Que regarder dans le maillage interne ?

Le nombre de liens entrants de chaque page, les pages orphelines qu’aucun lien ne dessert, et les textes des liens, qui doivent décrire la page visée. Trois emplacements portent le maillage : le fil d’Ariane, les articles liés en fin de page, et les liens dans le corps du texte, qui sont les plus utiles.

Les liens internes disent aux moteurs quelles pages comptent et de quoi elles parlent. Une page importante vers laquelle rien ne pointe, sinon le menu, est une page que vous n’avez pas recommandée. Une page orpheline, accessible seulement par son adresse, est presque invisible. L’inventaire donne ces chiffres ; l’audit décide où ajouter des liens.

Le texte du lien compte autant que le lien. « Cliquez ici » ne dit rien ; « les étapes d’une refonte » dit tout. Les liens placés dans le corps d’un texte, au moment où le sujet est abordé, pèsent plus que les listes automatiques en pied de page. Un bon maillage se lit comme une conversation : chaque page envoie vers celle qui répond à la question suivante.

Comment transformer l’audit en plan d’action ?

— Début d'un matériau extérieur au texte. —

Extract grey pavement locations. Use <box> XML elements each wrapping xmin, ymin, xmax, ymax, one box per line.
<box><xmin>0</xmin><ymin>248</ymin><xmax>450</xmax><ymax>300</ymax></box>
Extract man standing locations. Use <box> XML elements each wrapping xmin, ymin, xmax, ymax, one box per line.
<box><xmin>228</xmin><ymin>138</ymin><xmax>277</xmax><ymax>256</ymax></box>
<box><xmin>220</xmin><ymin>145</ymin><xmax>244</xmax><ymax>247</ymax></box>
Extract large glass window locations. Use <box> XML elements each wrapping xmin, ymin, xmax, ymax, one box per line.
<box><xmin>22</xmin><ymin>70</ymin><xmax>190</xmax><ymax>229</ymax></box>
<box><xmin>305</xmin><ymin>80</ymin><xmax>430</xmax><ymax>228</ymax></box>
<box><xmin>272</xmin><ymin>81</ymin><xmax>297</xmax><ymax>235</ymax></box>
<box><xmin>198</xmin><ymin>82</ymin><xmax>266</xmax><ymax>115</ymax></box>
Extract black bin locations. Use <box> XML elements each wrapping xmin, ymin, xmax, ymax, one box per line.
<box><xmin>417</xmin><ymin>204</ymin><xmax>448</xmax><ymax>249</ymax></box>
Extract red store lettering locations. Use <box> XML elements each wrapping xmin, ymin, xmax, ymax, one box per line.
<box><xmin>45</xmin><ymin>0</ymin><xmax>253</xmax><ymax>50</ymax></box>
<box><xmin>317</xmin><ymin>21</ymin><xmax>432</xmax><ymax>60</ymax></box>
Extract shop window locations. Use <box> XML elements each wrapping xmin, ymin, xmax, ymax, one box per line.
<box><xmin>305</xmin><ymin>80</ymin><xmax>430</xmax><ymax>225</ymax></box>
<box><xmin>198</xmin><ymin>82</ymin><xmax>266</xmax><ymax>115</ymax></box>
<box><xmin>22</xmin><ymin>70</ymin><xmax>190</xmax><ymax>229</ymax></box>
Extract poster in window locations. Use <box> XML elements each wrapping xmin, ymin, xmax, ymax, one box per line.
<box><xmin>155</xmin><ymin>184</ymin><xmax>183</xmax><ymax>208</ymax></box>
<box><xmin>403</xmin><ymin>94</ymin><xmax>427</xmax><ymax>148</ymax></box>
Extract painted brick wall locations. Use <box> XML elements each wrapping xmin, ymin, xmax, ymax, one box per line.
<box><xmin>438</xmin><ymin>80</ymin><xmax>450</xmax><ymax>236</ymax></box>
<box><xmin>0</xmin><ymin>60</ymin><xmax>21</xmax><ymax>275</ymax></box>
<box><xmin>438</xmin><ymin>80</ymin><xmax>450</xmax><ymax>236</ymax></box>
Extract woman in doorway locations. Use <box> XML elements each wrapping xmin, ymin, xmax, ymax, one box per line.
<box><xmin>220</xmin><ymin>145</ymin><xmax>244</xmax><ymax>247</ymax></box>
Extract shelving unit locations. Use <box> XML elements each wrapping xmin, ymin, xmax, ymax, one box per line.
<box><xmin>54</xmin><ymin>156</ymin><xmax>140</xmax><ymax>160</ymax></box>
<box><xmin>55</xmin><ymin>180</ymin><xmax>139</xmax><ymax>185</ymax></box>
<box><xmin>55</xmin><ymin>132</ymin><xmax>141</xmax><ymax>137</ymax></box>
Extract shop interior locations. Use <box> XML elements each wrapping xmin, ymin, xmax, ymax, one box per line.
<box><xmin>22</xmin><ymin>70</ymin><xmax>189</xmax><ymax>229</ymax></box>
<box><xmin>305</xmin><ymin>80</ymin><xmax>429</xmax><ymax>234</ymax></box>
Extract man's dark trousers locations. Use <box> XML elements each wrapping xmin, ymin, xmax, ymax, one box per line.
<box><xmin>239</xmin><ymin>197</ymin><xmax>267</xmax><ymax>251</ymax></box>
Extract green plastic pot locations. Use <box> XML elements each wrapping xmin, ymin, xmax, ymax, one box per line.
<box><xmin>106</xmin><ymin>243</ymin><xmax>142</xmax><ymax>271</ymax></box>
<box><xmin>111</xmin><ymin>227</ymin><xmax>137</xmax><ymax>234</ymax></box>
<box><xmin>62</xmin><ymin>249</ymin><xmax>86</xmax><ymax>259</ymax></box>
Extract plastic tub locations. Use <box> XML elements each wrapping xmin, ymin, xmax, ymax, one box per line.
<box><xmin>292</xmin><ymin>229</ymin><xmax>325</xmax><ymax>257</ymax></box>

En classant chaque page dans l’une de cinq colonnes : garder, améliorer, fusionner, supprimer, créer, avec pour chacune une action précise et une date. Le plan se traite par ordre d’effet attendu. Les résultats se mesurent sur plusieurs mois : Google indique que la plupart des changements demandent entre quatre mois et un an.

Le plan tient dans un tableau : une ligne par page, une colonne pour la décision, une pour l’action, une pour la date. On commence par ce qui rapporte le plus pour le moins d’effort : les pages en deuxième page à retravailler, les fusions qui règlent une cannibalisation, les titres et descriptions à réécrire. Les créations viennent ensuite, quand l’audit a montré une question sans réponse sur le site.

  • Garder : la page fait son travail ; on note seulement sa date de prochaine relecture.
  • Améliorer : titre, réponse directe, structure, liens entrants, mise à jour des faits ; la page reste à la même adresse.
  • Fusionner : plusieurs pages deviennent une seule ; les anciennes adresses redirigent vers elle de façon permanente.
  • Supprimer : la page n’a ni lecteur ni raison d’être ; elle renvoie un code 410 ou redirige vers la page la plus proche.
  • Créer : une question réelle, cherchée, à laquelle aucune page ne répond ; on écrit dans la forme que la page de résultats attend.

À retenir.

  • L’audit de contenu juge ce que le site dit ; l’audit technique juge comment il est construit.
  • Tout part d’un inventaire complet, croisé entre plan du site, Search Console et exploration.
  • Les pages entre les positions 8 et 20 sont les plus rentables à travailler.
  • L’intention de recherche se lit dans la page de résultats, pas dans le mot-clé.
  • Cannibalisation et contenu mince se règlent par la fusion et la redirection.
  • Le plan tient en cinq colonnes, et ses effets se mesurent sur des mois.

Questions fréquentes

Faut-il un outil payant pour faire un audit de contenu ?

Non. La Search Console, un outil d’exploration gratuit et un tableur suffisent pour un site de quelques dizaines de pages. Les outils payants font gagner du temps sur les grands sites et ajoutent des données de concurrence, mais ils ne remplacent pas la lecture.

À quelle fréquence auditer son contenu ?

Un audit complet par an, et une revue trimestrielle des pages qui comptent, à partir de la Search Console. Les mises à jour de Google et les changements de votre activité rendent obsolètes des pages qui étaient justes l’année précédente.

Supprimer des pages nuit-il au référencement ?

Non, si les pages supprimées n’avaient ni trafic ni liens, et si chacune redirige vers la page la plus proche ou renvoie un code 410. Retirer des pages minces améliore généralement l’évaluation du site dans son ensemble.

Un article long est-il meilleur pour le référencement ?

Pas en soi. La bonne longueur est celle qui répond complètement à la question, sans détour. Une page de résultats faite de guides longs appelle un guide long ; une question simple appelle une réponse courte. La longueur suit l’intention, jamais l’inverse.